For each row in the properties file, I need to create a DataFrame and save it in a file. Loading the properties file using PropertiesReader. if the mode is single then I need to get only the column value from the table. But if multi, then I need to get the list of values.
val propertyColumn = properties.get("a01") //a01 value we are getting as an argument. This might be a01,a02 or a0n
val columns = propertyColumn.toString.split(",").map(_.toString)
act_det table -
+-------+--------+-----------+-----------+-----------+------------+
|id |act_id |status |perm_id |actv_id | debt_id |
+-------+--------+-----------+-----------+-----------+------------+
| 1 |1 | 4 | 1 | 10 | 1 |
+-------+--------+-----------+-----------+-----------+------------+
| 2 |1 | 4 | 2 | 20 | 2 |
+-------+--------+-----------+-----------+-----------+------------+
| 3 |1 | 4 | 3 | 30 | 1 |
+-------+--------+-----------+-----------+-----------+------------+
| 4 |2 | 4 | 5 | 10 | 3 |
+-------+--------+-----------+-----------+-----------+------------+
| 5 |2 | 4 | 6 | 20 | 1 |
+-------+--------+-----------+-----------+-----------+------------+
| 6 |2 | 4 | 7 | 30 | 1 |
+-------+--------+-----------+-----------+-----------+------------+
| 7 |3 | 4 | 1 | 10 | 3 |
+-------+--------+-----------+-----------+-----------+------------+
| 8 |3 | 4 | 5 | 20 | 1 |
+-------+--------+-----------+-----------+-----------+------------+
| 9 |3 | 4 | 2 | 30 | 3 |
+-------+--------+-----------+-----------+------------+-----------+
Main DataFrame -
val data = sqlContext.sql("select * from act_det")

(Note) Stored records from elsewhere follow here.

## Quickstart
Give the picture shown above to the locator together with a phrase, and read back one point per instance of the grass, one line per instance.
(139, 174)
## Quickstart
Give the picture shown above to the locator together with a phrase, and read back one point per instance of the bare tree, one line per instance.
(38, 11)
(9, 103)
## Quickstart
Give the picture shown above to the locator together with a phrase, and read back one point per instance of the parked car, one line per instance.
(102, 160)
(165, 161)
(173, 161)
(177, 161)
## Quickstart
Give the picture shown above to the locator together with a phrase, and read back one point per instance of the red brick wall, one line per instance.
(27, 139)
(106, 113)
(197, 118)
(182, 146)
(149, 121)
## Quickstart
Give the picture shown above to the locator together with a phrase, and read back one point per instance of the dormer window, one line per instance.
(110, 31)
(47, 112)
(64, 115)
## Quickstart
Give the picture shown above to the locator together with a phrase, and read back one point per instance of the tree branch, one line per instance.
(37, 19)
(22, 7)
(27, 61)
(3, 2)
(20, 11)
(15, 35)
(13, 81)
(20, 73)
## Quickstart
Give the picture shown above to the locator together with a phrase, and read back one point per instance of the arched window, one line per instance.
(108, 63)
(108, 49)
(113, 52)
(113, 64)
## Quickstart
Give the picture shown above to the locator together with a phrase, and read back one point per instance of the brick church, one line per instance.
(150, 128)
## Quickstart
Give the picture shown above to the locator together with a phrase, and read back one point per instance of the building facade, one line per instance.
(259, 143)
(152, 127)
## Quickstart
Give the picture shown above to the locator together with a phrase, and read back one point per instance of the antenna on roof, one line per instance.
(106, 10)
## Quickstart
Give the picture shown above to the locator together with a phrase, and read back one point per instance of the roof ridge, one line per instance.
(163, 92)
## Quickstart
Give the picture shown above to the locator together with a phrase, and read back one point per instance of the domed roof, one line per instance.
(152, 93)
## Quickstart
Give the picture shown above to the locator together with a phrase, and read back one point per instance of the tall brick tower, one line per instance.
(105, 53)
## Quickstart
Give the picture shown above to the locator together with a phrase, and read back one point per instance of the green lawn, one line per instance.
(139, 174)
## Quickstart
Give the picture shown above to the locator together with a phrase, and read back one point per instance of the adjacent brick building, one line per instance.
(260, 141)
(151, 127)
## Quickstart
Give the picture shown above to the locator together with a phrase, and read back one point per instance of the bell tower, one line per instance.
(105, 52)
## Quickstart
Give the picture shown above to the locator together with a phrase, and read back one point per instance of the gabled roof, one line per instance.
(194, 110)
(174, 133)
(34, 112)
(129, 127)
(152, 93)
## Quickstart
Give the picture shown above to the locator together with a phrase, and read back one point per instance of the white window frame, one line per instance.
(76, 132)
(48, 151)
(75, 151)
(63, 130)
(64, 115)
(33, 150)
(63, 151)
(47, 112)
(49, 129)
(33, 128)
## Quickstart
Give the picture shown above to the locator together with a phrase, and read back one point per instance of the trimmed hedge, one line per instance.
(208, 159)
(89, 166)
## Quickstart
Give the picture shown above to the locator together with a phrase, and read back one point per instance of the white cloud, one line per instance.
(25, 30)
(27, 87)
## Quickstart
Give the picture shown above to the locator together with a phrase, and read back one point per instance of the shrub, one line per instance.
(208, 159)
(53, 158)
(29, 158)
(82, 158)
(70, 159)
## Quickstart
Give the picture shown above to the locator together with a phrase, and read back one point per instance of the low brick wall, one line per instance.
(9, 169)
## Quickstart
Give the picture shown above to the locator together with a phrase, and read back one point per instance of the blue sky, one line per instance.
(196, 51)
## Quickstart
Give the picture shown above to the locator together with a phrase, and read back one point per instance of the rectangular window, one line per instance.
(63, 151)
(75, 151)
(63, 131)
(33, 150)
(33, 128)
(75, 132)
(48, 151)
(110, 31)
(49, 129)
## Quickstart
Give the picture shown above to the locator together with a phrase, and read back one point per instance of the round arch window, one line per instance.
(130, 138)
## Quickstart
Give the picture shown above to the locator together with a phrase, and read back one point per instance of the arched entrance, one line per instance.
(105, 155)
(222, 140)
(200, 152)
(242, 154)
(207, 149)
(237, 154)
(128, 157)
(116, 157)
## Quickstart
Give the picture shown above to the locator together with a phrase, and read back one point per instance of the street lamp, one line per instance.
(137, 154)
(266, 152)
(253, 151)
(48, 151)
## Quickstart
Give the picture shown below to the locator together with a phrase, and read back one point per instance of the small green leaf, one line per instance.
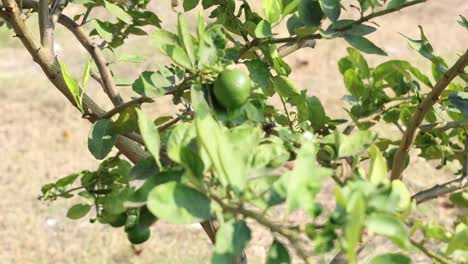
(391, 258)
(178, 204)
(118, 12)
(78, 211)
(331, 8)
(364, 45)
(84, 80)
(190, 4)
(263, 29)
(460, 101)
(101, 138)
(458, 241)
(278, 254)
(356, 208)
(186, 39)
(72, 85)
(231, 239)
(395, 3)
(285, 87)
(132, 58)
(378, 166)
(389, 226)
(460, 199)
(310, 13)
(272, 10)
(422, 46)
(150, 135)
(354, 144)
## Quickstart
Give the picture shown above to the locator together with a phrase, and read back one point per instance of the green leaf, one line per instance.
(179, 204)
(391, 258)
(190, 4)
(331, 8)
(390, 227)
(272, 10)
(285, 87)
(231, 238)
(101, 138)
(259, 72)
(263, 29)
(132, 58)
(127, 121)
(278, 254)
(186, 39)
(378, 167)
(168, 44)
(395, 3)
(403, 193)
(103, 30)
(153, 84)
(78, 211)
(85, 79)
(305, 180)
(118, 12)
(352, 145)
(310, 12)
(356, 209)
(460, 199)
(72, 86)
(458, 241)
(364, 45)
(140, 196)
(463, 22)
(460, 101)
(422, 46)
(227, 165)
(149, 133)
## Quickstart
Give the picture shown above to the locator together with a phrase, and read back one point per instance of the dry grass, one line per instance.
(43, 138)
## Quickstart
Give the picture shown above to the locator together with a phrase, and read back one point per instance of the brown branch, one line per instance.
(418, 116)
(258, 42)
(98, 57)
(443, 125)
(440, 189)
(119, 108)
(46, 28)
(51, 68)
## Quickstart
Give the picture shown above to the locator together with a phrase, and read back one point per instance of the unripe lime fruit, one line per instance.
(391, 155)
(138, 234)
(232, 88)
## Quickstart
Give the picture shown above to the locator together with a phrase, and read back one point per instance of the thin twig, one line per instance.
(98, 57)
(440, 189)
(291, 236)
(431, 98)
(46, 28)
(443, 125)
(432, 255)
(119, 108)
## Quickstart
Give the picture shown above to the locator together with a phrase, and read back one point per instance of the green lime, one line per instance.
(138, 234)
(391, 155)
(146, 217)
(118, 220)
(232, 88)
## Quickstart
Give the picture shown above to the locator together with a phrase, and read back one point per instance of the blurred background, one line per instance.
(42, 138)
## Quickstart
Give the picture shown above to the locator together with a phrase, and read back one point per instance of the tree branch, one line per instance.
(51, 68)
(117, 109)
(431, 98)
(443, 125)
(98, 57)
(46, 28)
(440, 189)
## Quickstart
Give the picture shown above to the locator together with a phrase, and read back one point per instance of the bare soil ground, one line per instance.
(43, 138)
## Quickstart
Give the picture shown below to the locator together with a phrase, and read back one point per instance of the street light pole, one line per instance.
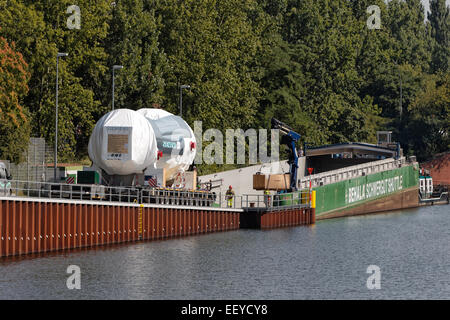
(181, 97)
(115, 67)
(59, 55)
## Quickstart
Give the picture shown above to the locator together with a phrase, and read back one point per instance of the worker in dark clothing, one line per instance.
(230, 195)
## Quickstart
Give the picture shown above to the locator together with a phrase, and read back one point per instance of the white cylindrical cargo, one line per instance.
(123, 143)
(174, 138)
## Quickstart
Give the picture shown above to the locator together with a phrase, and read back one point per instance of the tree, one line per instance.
(14, 123)
(133, 41)
(439, 18)
(428, 128)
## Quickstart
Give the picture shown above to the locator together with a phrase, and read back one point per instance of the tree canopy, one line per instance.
(313, 64)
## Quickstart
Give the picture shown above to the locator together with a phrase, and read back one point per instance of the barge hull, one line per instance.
(383, 191)
(36, 225)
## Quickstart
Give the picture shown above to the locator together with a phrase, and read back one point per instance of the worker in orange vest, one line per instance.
(267, 198)
(230, 195)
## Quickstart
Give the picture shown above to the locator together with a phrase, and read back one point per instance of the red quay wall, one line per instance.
(37, 225)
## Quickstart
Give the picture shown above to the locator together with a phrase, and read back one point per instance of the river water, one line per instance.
(325, 261)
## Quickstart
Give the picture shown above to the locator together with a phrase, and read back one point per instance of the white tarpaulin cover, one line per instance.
(174, 138)
(123, 143)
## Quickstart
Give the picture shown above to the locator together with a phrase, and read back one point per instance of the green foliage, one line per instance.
(313, 64)
(14, 121)
(440, 31)
(429, 122)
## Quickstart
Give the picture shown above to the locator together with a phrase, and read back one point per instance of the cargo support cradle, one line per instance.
(43, 225)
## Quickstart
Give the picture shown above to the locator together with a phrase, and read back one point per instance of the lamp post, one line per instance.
(181, 97)
(115, 67)
(59, 55)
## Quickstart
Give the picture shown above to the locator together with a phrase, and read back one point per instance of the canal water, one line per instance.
(325, 261)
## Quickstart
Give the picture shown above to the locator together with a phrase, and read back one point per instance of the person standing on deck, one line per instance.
(230, 195)
(267, 198)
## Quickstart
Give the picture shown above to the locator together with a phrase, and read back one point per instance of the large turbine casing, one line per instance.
(123, 143)
(175, 138)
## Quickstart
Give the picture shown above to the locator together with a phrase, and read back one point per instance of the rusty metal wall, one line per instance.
(278, 218)
(28, 226)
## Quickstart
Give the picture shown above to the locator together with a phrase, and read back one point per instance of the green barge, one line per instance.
(382, 191)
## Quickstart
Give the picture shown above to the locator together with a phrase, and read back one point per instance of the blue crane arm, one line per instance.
(291, 141)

I want the following output -
For a01 -
+-------+--------+-----------+
|act_id |status |perm_id |
+-------+--------+-----------+
| 1 | 4 | [1,2,3] |
+-------+--------+-----------+
| 2 | 4 | [5,6,7] |
+-------+--------+-----------+
| 3 | 4 | [1,5,2] |
+-------+--------+-----------+
For a02 -
+-------+--------+-----------+
|act_id |status |actv_id |
+-------+--------+-----------+
| 1 | 4 | [10,20,30]|
+-------+--------+-----------+
| 2 | 4 | [10,20,30]|
+-------+--------+-----------+
| 3 | 4 | [10,20,30]|
+-------+--------+-----------+
For a03 -
+-------+--------+-----------+-----------+
|act_id |status |perm_id |actv_id |
+-------+--------+-----------+-----------+
| 1 | 4 | [1,2,3] |[10,20,30] |
+-------+--------+-----------+-----------+
| 2 | 4 | [5,6,7] |[10,20,30] |
+-------+--------+-----------+-----------+
| 3 | 4 | [1,5,2] |[10,20,30] |
+-------+--------+-----------+-----------+
But the data frame creation process should be dynamic.
I have tried below code but I am not able to implement the join logic for the DataFrames in loop.
val finalDF:DataFrame = ??? //empty dataframe
for {
column <- columns
} yeild {
val eachColumn = column.toString.split(":").map(_.toString)
val columnName = eachColumn(0)
val mode = eachColumn(1)
if(mode.equalsIgnoreCase("single")) {
data.select($"act_id", $"status").distinct
//I want to join finalDF with data.select($"act_id", $"status").distinct
} else if(mode.equalsIgnoreCase("multi")) {
data.groupBy($"act_id").agg(collect_list($"perm_id").as("perm_id"))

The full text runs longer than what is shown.